I Did It! Almost a Movie Review of The Long Goodbye

Well, friends, I am pleased to have made it through the entirety of The Long Goodbye, a Robert Ctrl-Alt-Deleteman travesty based on a novel by Saint Raymond Chandler. And by made it through, I admit it’s not the first time I tried.

You see, here at Honormoor, tradition holds that when Heather leaves town, Brian J:

  1. Laments the home without the beautiful wife.
  2. Counts the hours until her return, and decides to soldier on.
  3. Pours a yummy Guinness Draught.
  4. Rearranges the den so that the recliner takes its deserved prominence before the television.
  5. Procures a folding table to hold the remote, the aforementioned yummy Guinness Draught, and the reading material (Barron’s, Harper’s, The Atlantic Monthly, Esquire, and so on).
  6. Inserts The Long Goodbyeinto the PlayStation 2 DVD player.
  7. Tries to struggle through the lingering close-ups and extraneous emoting Altman demands.

This time, though, I made it through. Last time Heather was AFT (Away From Town), I only made it to the conversation between Wade and his wife describing the impotence of the writer with the innovative use of the reflection of Marlowe on the beach. When I passed that mark this time, though, I startled a cat with a loud “Huzzah!”

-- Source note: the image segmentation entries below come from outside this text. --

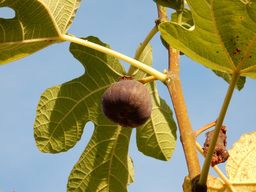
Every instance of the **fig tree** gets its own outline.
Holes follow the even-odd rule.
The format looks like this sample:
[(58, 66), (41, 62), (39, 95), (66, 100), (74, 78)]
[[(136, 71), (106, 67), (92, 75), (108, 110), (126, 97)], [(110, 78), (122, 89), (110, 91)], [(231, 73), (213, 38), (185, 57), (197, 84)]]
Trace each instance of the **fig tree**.
[(147, 89), (138, 81), (118, 82), (103, 94), (101, 108), (110, 120), (122, 127), (134, 128), (143, 125), (152, 110), (152, 102)]

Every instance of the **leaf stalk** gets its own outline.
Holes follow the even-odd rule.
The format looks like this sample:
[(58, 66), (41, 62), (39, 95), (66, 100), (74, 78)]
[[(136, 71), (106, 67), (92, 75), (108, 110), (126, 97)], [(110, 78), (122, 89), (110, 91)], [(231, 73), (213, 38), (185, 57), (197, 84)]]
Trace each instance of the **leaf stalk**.
[[(148, 35), (146, 36), (144, 41), (141, 44), (138, 49), (136, 52), (136, 54), (135, 54), (135, 56), (134, 57), (134, 60), (139, 60), (139, 57), (141, 55), (141, 54), (143, 52), (143, 50), (145, 49), (146, 45), (148, 44), (148, 43), (149, 43), (149, 41), (150, 41), (153, 37), (155, 36), (155, 35), (157, 34), (157, 32), (158, 32), (158, 31), (159, 30), (158, 29), (158, 28), (157, 27), (156, 25), (155, 25), (153, 28), (153, 29), (152, 29)], [(127, 75), (128, 76), (132, 76), (132, 75), (133, 74), (133, 72), (134, 71), (134, 65), (131, 65), (127, 73)]]
[(131, 65), (133, 65), (135, 67), (141, 69), (142, 70), (144, 71), (151, 75), (154, 76), (157, 79), (161, 81), (163, 83), (164, 83), (166, 80), (166, 74), (161, 73), (158, 70), (153, 69), (152, 67), (142, 63), (141, 62), (138, 61), (137, 60), (135, 60), (127, 56), (126, 55), (119, 53), (118, 52), (115, 51), (110, 48), (105, 48), (85, 40), (67, 35), (63, 35), (61, 36), (61, 38), (63, 40), (72, 42), (73, 43), (83, 45), (84, 46), (88, 47), (90, 48), (93, 48), (95, 50), (97, 50), (99, 51), (102, 52), (104, 53), (120, 59), (124, 61), (130, 63)]

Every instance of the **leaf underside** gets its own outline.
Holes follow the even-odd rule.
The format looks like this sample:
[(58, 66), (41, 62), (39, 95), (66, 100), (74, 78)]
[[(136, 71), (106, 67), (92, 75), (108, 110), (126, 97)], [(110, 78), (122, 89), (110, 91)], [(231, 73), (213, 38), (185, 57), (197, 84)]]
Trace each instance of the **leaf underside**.
[[(96, 37), (85, 39), (110, 48)], [(66, 151), (81, 139), (86, 123), (92, 121), (94, 132), (71, 171), (68, 191), (127, 192), (134, 177), (128, 154), (132, 130), (110, 121), (100, 106), (104, 92), (126, 72), (112, 56), (73, 43), (70, 51), (84, 65), (85, 72), (42, 94), (34, 125), (37, 145), (43, 152)], [(139, 60), (151, 64), (151, 46), (147, 46)], [(135, 80), (147, 75), (137, 68), (133, 74)], [(137, 128), (145, 130), (137, 138), (138, 147), (146, 155), (167, 160), (175, 148), (177, 128), (170, 108), (158, 95), (156, 83), (146, 86), (152, 98), (153, 109), (147, 122)]]
[(188, 0), (195, 28), (170, 22), (158, 28), (163, 39), (212, 70), (256, 78), (256, 1)]
[(53, 43), (70, 27), (81, 0), (8, 0), (0, 7), (15, 11), (12, 19), (0, 18), (0, 65), (29, 55)]

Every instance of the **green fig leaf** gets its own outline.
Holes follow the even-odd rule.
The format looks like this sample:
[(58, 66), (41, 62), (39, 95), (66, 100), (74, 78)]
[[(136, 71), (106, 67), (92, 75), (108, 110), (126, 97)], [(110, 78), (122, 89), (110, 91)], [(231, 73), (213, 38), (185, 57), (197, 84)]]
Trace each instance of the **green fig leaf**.
[(195, 25), (161, 24), (163, 38), (212, 70), (256, 78), (256, 17), (251, 1), (187, 1)]
[(8, 0), (0, 7), (15, 11), (0, 18), (0, 65), (27, 56), (53, 43), (71, 24), (81, 0)]
[[(185, 8), (183, 12), (182, 26), (188, 29), (194, 25), (191, 10)], [(171, 21), (173, 23), (177, 22), (177, 13), (176, 12), (171, 13)]]
[[(187, 8), (185, 8), (183, 12), (182, 26), (187, 29), (194, 25), (194, 21), (192, 17), (192, 13), (191, 10)], [(177, 15), (176, 12), (171, 14), (171, 21), (176, 22), (177, 20)], [(162, 39), (162, 38), (161, 38)], [(164, 41), (164, 40), (162, 40)], [(224, 72), (217, 70), (212, 70), (212, 71), (218, 76), (222, 78), (226, 82), (229, 84), (231, 80), (232, 74), (226, 72)], [(245, 77), (240, 76), (237, 81), (235, 86), (236, 89), (240, 91), (243, 87), (245, 83)]]
[[(148, 45), (139, 58), (139, 60), (147, 65), (152, 62), (152, 48)], [(148, 76), (135, 68), (133, 76), (137, 78)], [(141, 77), (140, 77), (141, 78)], [(159, 96), (155, 82), (146, 85), (152, 98), (153, 110), (149, 120), (136, 129), (137, 146), (144, 155), (157, 159), (169, 160), (175, 148), (177, 126), (172, 117), (172, 112), (165, 101)]]
[[(84, 39), (110, 48), (96, 37)], [(104, 92), (126, 72), (119, 60), (110, 55), (73, 43), (70, 44), (70, 51), (83, 65), (85, 72), (77, 78), (48, 88), (42, 94), (34, 125), (36, 144), (43, 152), (66, 151), (81, 139), (86, 123), (92, 121), (95, 125), (94, 133), (71, 171), (68, 191), (93, 192), (108, 189), (127, 192), (127, 186), (133, 182), (134, 177), (133, 162), (128, 154), (132, 129), (110, 121), (103, 115), (100, 104)], [(151, 65), (151, 46), (147, 46), (139, 60)], [(133, 75), (137, 80), (148, 75), (135, 68)], [(155, 83), (152, 82), (146, 86), (149, 88), (152, 84), (156, 86)], [(158, 98), (155, 92), (151, 91), (150, 94), (153, 100)], [(156, 124), (159, 122), (151, 120), (161, 116), (159, 113), (162, 111), (153, 109), (152, 117), (145, 127), (150, 127), (147, 124), (157, 126)], [(170, 120), (170, 117), (168, 114), (165, 120)], [(172, 131), (175, 138), (176, 125), (174, 126)], [(157, 135), (156, 139), (159, 139), (159, 136)], [(170, 153), (173, 148), (172, 145), (169, 150), (166, 150), (160, 148), (162, 145), (159, 146), (158, 150), (166, 153)], [(159, 153), (158, 148), (155, 148), (154, 151)], [(170, 156), (170, 154), (164, 155)]]
[(175, 10), (184, 9), (184, 0), (153, 0), (157, 4), (163, 7), (169, 7)]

So what’s good about the film?

  • Elliot Gould as Philip Marlowe. Of course, Gould’s done a lot of the audiobook versions of Chandler’s novels, so I am used to his narration.
  • Speaking of which, Marlowe does a lot of talking-to-himself asides (when wandering out of earshot of other characters), and these asides are properly in the voice I would expect from the Chandler detective.
  • As a viewer from 30 years in the future, I was interested in the contemporary settings into which Altman placed the (then) 30-year-old Marlowe. The depiction of L.A. in 1973 was interesting in itself.

What’s bad?

  • Running a Chandler plot through an Altman prism? Double plus ungood.
  • Lingering about six beats too many on plot points or conversations that do not advance the script.
  • Marlowe never finds out about his cat.
  • The ending, in which Marlowe….well, it would never fly today as it flew then. Not in a blockbuster which appealed to the unwashed masses for whom Chandler was actually writing. It was too abrupt, as though Altman knew he’d expended two hours on irrelevant closeups and repeated renditions of the title song and had to cut something like “plot.”

So if you’re a Chandler fan, I’d recommend viewing it. It’s not The Big Sleep or The Big Sleep, but Gould might make a better Marlowe than Bogart or Mitchum. Until The Blue Dahlia comes out on DVD, we Chandlerites have to choose our battles among those who would dare interpret his work on screen.